Nenhum analista sério poderia afirmar que o fim de regimes autoritários ensejaria o surgimento automático de democracias. Isso jamais ocorreu na história, porque a democracia é um processo e não um modelo único que pode ser simplesmente implantado. O que analistas debatiam, anos antes de a “Primavera” ter início, eram possibilidades de democratização de países árabes-muçulmanos. A discussão se dava nos seguintes moldes: o que o Ocidente pode fazer, no relacionamento com os governos e sociedades civis árabes-muçulmanas, para facilitar a democratização? Esses estudos partiam de premissa de que sociedades mais livres e igualitárias transformariam o Oriente Médio num lugar mais seguro.
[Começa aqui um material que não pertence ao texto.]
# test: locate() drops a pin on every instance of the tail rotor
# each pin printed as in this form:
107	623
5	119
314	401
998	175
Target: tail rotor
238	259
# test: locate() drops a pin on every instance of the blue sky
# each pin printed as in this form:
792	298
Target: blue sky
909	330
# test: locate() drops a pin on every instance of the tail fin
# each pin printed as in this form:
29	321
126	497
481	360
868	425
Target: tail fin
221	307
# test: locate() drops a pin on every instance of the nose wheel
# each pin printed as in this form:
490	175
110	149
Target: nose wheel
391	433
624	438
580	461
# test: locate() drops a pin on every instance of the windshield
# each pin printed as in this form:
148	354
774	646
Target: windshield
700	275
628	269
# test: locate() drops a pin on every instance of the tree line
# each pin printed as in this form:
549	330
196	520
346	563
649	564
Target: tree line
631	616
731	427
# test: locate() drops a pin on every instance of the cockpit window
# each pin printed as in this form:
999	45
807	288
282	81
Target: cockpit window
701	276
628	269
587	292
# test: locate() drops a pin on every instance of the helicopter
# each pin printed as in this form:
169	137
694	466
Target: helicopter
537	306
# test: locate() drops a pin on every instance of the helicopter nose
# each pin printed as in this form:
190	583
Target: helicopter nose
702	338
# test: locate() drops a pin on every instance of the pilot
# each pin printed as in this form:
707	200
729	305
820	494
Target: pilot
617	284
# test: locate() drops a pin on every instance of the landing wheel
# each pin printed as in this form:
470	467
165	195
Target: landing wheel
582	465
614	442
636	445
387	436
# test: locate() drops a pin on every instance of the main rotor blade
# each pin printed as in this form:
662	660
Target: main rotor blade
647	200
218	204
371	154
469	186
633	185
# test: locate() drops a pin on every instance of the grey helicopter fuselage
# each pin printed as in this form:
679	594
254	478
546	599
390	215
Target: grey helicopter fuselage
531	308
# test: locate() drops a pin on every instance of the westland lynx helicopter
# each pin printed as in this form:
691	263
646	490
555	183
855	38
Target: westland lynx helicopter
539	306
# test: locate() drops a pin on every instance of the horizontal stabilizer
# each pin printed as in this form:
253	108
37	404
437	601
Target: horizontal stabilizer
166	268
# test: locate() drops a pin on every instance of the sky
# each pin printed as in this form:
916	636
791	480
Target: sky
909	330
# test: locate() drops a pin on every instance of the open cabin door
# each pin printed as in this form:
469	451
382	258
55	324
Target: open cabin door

Os “profetas” da radicalização islâmica inevitável agem movidos por uma visão carregada de preconceito. Basicamente, não acreditam que muçulmanos e árabes sejam capazes de viver em regimes democráticos. Englobam tudo o que vem do Oriente Médio como “Islã”. São, como definiu Edward Said, orientalistas. Como todo preconceito, este é movido pela ignorância, no sentido denotativo da palavra: a falta quase total de conhecimento a respeito do que ocorre no Oriente Médio. Três aspectos são particularmente relevantes.

O primeiro: as nuances do Islã político. A Irmandade Muçulmana no Egito e o Ennahda na Tunísia, partidos religiosos que venceram as eleições, são grupos que, ao menos por enquanto, pregam moderação e pragmatismo. Há um fosso de diferenças, ideológicas e práticas, entre esses partidos e os salafistas, religiosos ultrarradicais. No Egito, onde o presidente Mohamed Morsi foi eleito com o apoio dos salafistas, a coalizão Irmandade-salafistas está ruindo por conta dessas diferenças. Foram esses setores mais radicais que lideraram o ataque contra a embaixada americana, constrangendo o governo egípcio e a Irmandade perante a comunidade internacional.

É importante notar que nem todos os salafistas são violentos. No caso da Líbia, onde foi assassinado o embaixador Chris Stevens, grupos guerrilheiros salafistas, e violentos, foram os responsáveis pelo ataque. Eles representam, entretanto, uma fração marginal dos salafistas líbios. A maioria partiu para a vida política ou aderiu a instituições do nascente Estado líbio.

O segundo aspecto ignorado é o fato de que a opinião dos povos árabes agora importa. Com a queda de ditadores vieram à tona inúmeras forças políticas e sentimentos antes suprimidos pelo autoritarismo. O mais saliente deles é o anti-americanismo, que no Oriente Médio é abrangente e atinge religiosos e seculares, ricos e pobres, gente que vive no meio urbano e no rural. A origem deste sentimento é a história de golpes e guerras promovidos e apoiados pelos EUA no Oriente Médio nas últimas décadas. Lamentavelmente, inúmeros religiosos radicais, a maioria salafistas, usam seus sermões para estimular este sentimento, pregando o ódio e a violência. É este sentimento que os salafistas tentam manipular contra os governos moderados numa tentativa de ganhar apelo político.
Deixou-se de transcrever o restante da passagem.